Adding an IP address with ip address is useful for temporary testing, secondary service binding, failover validation, or bringing a new interface online before making the change persistent in the normal network configuration.
One interface can hold more than one IPv4 or IPv6 address at the same time, so ip address add is the normal way to attach an extra runtime address without removing the existing one.
The ip address add command updates the running kernel network state immediately. The new address becomes active at once, and a detailed interface view usually shows an added IPv4 address as secondary when another IPv4 address is already present on that device.
This is an operational change, not just a read-only check. Adding the wrong prefix length or attaching the address to the wrong interface can create address conflicts or make troubleshooting harder. The change also does not survive a reboot or interface reset unless the host's persistent network configuration defines the same address separately.
$ ip -brief address show dev lab0 lab0 UNKNOWN 192.0.2.10/24 fe80::d87c:62ff:feec:7f9f/64
$ sudo ip address add 192.0.2.20/24 dev lab0
No output usually means the command succeeded.

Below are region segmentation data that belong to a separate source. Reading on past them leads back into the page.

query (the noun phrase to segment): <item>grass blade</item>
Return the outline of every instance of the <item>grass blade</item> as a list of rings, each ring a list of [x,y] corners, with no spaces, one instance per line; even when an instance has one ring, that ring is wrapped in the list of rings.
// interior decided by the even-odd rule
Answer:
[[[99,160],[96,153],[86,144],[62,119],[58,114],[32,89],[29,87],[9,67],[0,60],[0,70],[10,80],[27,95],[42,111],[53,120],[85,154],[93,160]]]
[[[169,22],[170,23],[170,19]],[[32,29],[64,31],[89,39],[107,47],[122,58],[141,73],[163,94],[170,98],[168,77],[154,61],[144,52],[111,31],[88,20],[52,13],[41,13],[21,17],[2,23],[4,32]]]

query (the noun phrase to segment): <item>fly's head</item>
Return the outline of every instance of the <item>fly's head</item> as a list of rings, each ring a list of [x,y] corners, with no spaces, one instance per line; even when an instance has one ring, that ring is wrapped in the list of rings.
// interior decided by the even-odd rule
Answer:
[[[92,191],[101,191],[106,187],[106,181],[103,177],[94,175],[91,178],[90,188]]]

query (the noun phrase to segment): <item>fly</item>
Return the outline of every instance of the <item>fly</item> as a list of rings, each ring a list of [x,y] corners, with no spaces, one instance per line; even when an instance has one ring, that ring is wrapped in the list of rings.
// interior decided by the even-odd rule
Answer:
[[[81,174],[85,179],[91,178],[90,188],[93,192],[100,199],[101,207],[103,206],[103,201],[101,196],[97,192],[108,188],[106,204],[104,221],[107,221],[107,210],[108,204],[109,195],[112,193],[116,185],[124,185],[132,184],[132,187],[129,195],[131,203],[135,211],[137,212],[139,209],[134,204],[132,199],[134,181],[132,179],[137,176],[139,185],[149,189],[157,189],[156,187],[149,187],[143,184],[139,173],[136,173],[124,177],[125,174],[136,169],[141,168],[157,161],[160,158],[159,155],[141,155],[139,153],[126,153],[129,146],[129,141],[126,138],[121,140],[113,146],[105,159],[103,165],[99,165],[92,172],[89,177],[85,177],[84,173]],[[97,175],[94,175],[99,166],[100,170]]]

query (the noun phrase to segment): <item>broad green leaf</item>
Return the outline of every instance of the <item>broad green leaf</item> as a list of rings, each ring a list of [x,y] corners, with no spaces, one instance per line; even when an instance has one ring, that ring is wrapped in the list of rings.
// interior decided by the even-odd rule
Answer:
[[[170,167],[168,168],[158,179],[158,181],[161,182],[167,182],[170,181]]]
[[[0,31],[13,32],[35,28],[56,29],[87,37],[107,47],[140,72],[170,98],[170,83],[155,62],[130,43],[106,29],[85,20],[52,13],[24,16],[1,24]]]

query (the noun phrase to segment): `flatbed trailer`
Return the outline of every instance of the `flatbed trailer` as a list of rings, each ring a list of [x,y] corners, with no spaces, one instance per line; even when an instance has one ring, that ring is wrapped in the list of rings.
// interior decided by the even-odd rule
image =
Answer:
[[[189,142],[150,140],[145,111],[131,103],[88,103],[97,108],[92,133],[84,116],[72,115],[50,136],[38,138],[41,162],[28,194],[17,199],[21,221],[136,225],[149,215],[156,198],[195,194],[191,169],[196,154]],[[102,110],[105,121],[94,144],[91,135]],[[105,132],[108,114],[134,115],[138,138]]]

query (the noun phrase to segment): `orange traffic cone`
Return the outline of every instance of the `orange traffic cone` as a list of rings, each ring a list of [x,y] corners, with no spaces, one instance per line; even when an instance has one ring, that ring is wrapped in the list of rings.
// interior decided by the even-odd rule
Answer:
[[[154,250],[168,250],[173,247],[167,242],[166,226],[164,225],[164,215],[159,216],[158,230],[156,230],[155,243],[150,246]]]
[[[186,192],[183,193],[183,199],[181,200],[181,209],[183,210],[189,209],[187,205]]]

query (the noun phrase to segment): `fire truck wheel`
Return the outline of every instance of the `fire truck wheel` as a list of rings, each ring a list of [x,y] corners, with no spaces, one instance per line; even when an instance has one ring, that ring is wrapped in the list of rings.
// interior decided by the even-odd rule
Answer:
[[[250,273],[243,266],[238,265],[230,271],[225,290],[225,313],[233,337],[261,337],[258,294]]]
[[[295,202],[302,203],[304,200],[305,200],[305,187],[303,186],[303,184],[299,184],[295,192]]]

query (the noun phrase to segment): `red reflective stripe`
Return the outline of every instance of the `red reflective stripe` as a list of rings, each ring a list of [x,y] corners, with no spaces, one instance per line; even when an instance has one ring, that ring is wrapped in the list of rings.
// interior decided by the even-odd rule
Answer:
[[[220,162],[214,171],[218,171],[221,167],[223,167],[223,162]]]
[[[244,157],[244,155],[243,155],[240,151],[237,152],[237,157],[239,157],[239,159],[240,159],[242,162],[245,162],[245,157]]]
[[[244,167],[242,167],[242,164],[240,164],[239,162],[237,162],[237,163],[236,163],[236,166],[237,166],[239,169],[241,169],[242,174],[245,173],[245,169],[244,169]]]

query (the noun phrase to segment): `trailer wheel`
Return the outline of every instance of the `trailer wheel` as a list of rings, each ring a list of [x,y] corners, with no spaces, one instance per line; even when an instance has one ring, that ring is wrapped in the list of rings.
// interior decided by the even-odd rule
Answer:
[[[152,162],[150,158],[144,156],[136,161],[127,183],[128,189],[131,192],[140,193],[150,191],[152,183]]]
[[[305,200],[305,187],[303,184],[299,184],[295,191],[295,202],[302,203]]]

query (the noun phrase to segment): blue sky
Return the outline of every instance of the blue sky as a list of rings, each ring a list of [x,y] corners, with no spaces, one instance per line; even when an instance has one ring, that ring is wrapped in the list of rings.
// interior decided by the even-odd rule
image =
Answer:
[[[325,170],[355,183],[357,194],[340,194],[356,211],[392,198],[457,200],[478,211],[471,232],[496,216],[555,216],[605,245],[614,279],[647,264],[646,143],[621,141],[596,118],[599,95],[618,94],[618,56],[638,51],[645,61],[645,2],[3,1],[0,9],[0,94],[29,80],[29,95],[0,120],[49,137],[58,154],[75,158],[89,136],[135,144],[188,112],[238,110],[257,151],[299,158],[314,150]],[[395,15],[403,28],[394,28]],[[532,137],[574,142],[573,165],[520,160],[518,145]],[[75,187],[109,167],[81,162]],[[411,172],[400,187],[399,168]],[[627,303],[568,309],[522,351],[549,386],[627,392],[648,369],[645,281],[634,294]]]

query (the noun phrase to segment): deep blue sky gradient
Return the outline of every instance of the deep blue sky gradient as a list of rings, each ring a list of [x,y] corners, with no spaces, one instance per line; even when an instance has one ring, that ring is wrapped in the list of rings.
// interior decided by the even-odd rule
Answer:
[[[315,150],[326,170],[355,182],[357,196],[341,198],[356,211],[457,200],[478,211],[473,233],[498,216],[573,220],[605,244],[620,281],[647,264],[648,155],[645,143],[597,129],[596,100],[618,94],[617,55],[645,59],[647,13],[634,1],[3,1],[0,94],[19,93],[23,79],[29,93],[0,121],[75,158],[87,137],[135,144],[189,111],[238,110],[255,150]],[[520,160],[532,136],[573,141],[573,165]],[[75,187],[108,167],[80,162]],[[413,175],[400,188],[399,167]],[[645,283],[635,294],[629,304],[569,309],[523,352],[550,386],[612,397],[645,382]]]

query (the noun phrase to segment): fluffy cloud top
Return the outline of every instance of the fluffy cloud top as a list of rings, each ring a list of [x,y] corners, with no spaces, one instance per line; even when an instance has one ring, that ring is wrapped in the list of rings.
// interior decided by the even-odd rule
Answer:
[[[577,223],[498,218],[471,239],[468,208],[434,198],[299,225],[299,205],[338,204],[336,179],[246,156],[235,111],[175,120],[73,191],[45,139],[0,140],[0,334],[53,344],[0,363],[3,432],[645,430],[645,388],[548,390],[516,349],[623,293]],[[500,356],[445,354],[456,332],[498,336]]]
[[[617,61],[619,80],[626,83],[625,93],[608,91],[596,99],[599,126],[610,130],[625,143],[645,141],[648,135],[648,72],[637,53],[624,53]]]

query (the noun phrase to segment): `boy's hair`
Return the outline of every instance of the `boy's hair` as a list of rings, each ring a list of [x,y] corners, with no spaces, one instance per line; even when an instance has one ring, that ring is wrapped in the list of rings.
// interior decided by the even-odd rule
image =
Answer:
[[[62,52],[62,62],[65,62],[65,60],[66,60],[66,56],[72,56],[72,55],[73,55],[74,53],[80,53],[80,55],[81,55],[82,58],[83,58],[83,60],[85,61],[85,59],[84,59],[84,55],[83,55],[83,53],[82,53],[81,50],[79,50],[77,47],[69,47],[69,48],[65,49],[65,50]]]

$ ip address show dev lab0
12: lab0: <BROADCAST,NOARP,UP,LOWER_UP> mtu 1500 qdisc noqueue state UNKNOWN group default qlen 1000
link/ether da:7c:62:ec:7f:9f brd ff:ff:ff:ff:ff:ff
inet 192.0.2.10/24 scope global lab0
valid_lft forever preferred_lft forever
inet 192.0.2.20/24 scope global secondary lab0
valid_lft forever preferred_lft forever
inet6 fe80::d87c:62ff:feec:7f9f/64 scope link
valid_lft forever preferred_lft forever
ip address add changes runtime state only, so the address disappears after reboot or interface reconfiguration unless the system's normal network manager or config files also define it.